I stay safe by keeping my eyes tightly shut
English lanes – like the one above, taken from the passenger seat – terrify me. For Roy, they seemingly hold no fears. As we zip around blind corners boxed off with shaggy green hedgerows, I stay safe by keeping my eyes tightly shut, while he revels in the action of driving, punctuated by the occasional expletive as we narrowly escape collision with yet another articulated lorry.
A couple of weeks ago, we drove from Biddulph to Leek and up to Buxton, through the spectacular moorland of England’s Peak District. (We were staying in the northern England town of Stoke-on-Trent, while Piper Boats was finishing our 49-foot Dutch-style barge, Karanja. There’s only so long you can hang around watching busy craftsmen, so it was a good opportunity to see something of the area.)
Long and winding road up to the spa town of Buxton
At 1,000 feet, Buxton itself is in the High Peak district, and billed as the highest market town in the country. Solid and substantial houses and elegant late-17th-century public buildings hewn from the local grey stone recall the various heydays of the town, when the carriages of the affluent must have traversed these same lanes and roads – minus the tarmac and roadside warning signs – to take the waters at this famous spa town, second only to the southern city of Bath. (Buxton, too, was a Roman spa, and again from the Elizabethan era onwards.)

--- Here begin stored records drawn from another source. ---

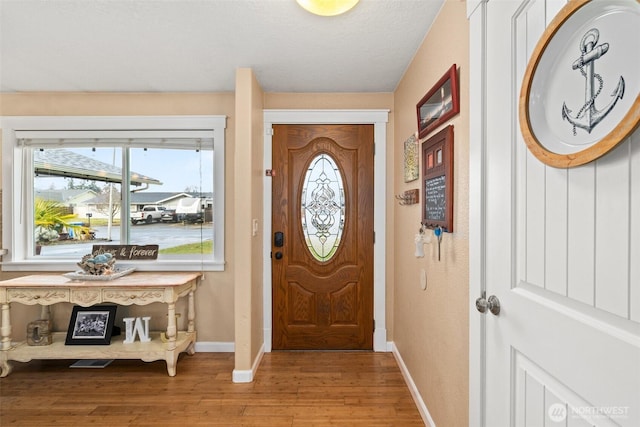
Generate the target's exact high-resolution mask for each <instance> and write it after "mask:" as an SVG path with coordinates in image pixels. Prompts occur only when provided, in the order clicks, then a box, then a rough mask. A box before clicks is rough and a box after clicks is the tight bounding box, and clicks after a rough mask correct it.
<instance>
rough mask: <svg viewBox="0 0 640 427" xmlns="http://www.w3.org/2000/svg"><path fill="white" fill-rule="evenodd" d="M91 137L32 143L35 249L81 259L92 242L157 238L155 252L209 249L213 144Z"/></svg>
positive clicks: (212, 247) (103, 243)
mask: <svg viewBox="0 0 640 427" xmlns="http://www.w3.org/2000/svg"><path fill="white" fill-rule="evenodd" d="M96 145H97V146H95V147H92V146H88V145H87V146H77V145H76V144H73V145H70V146H64V145H58V146H53V145H46V146H41V147H35V146H34V148H32V149H33V156H32V158H33V174H34V175H33V176H34V180H33V183H34V188H33V190H34V191H33V197H34V200H33V209H34V227H33V238H34V241H35V245H34V252H35V253H34V256H36V255H37V256H39V257H52V258H73V259H77V260H80V259H81V257H82V256H83V255H85V254H87V253H90V252H91V249H92V247H93V245H96V244H100V245H103V244H110V245H124V244H131V245H150V244H157V245H159V255H158V259H173V260H180V259H194V258H197V257H202V256H205V257H207V256H208V257H211V256H212V255H211V254H213V251H214V248H213V238H214V232H213V230H214V227H213V218H214V215H213V210H214V209H215V206H214V203H213V201H214V197H213V196H214V194H213V176H214V173H213V172H214V171H213V167H214V165H213V150H212V149H203V148H202V147H199V146H195V145H194V144H193V143H190V144H186V143H185V144H184V148H183V147H180V144H179V143H173V144H171V145H170V148H169V147H167V146H166V145H167V144H163V143H162V142H158V141H156V142H155V143H154V142H153V141H150V142H149V144H146V145H145V146H141V144H140V143H137V144H136V146H135V147H130V146H128V145H127V144H126V143H120V142H117V143H114V144H113V146H109V144H105V143H104V142H101V143H100V144H96ZM147 145H148V146H147ZM126 165H128V167H126ZM127 170H128V174H127V172H126V171H127Z"/></svg>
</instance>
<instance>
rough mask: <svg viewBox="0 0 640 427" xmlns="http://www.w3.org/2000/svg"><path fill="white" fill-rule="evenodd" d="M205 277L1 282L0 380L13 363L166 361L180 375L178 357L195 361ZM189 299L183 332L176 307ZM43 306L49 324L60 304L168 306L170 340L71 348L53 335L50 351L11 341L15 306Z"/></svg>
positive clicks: (136, 274)
mask: <svg viewBox="0 0 640 427" xmlns="http://www.w3.org/2000/svg"><path fill="white" fill-rule="evenodd" d="M199 278H200V273H146V272H138V273H132V274H129V275H127V276H124V277H120V278H118V279H115V280H110V281H77V280H70V279H68V278H66V277H64V276H62V275H32V276H24V277H19V278H16V279H10V280H4V281H0V305H1V306H2V323H1V324H0V325H2V326H0V338H1V340H0V377H5V376H7V375H9V372H11V365H10V364H9V361H10V360H15V361H19V362H28V361H30V360H33V359H96V358H101V359H141V360H143V361H145V362H151V361H154V360H165V361H166V362H167V371H168V373H169V376H175V374H176V362H177V360H178V355H179V354H180V353H181V352H183V351H186V352H187V353H188V354H190V355H192V354H193V353H194V351H195V350H194V346H195V342H196V328H195V290H196V286H197V284H198V281H199ZM183 296H187V297H188V307H187V329H186V331H178V328H177V324H176V301H177V300H178V299H179V298H181V297H183ZM12 302H14V303H20V304H25V305H41V306H42V318H43V319H48V318H49V315H50V314H49V306H50V305H52V304H56V303H59V302H69V303H72V304H77V305H81V306H83V307H89V306H92V305H95V304H100V303H115V304H119V305H147V304H151V303H157V302H159V303H164V304H167V330H166V331H165V334H166V340H164V339H161V333H160V332H153V333H151V334H150V336H151V337H152V340H151V341H150V342H146V343H141V342H134V343H130V344H123V343H122V341H116V340H113V341H112V343H111V344H110V345H106V346H95V345H87V346H66V345H65V337H66V332H65V333H61V332H57V333H54V334H53V343H52V344H51V345H47V346H29V345H27V343H26V342H12V341H11V303H12Z"/></svg>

Historic Buxton Crescent and the Old Hall Hotel
It’s soon going to be possible to take Buxton’s waters again – in two or three years’ time, volunteered the construction-helmeted chappie who saw us peering through the fence at the elegant, late 18th century Crescent Hotel, currently undergoing restoration. He even whipped out his smartphone to show the photo he’d taken of the spectacular interior – probably of the old Assembly Room – before work began.
For now, you can wander through the quaint boutiques of Cavendish Arcade, enjoying the Victorian/Edwardian tiles, mouldings and an impressive if slightly gaudy glass domed roof, but especially one of the original marble-lined baths in all its Victorian glory, complete with a winch and pulley system and a wooden armchair to lower you into it. I hope the new spa retains something authentic to the place, and not just another temple to Kerstin Florian or whoever.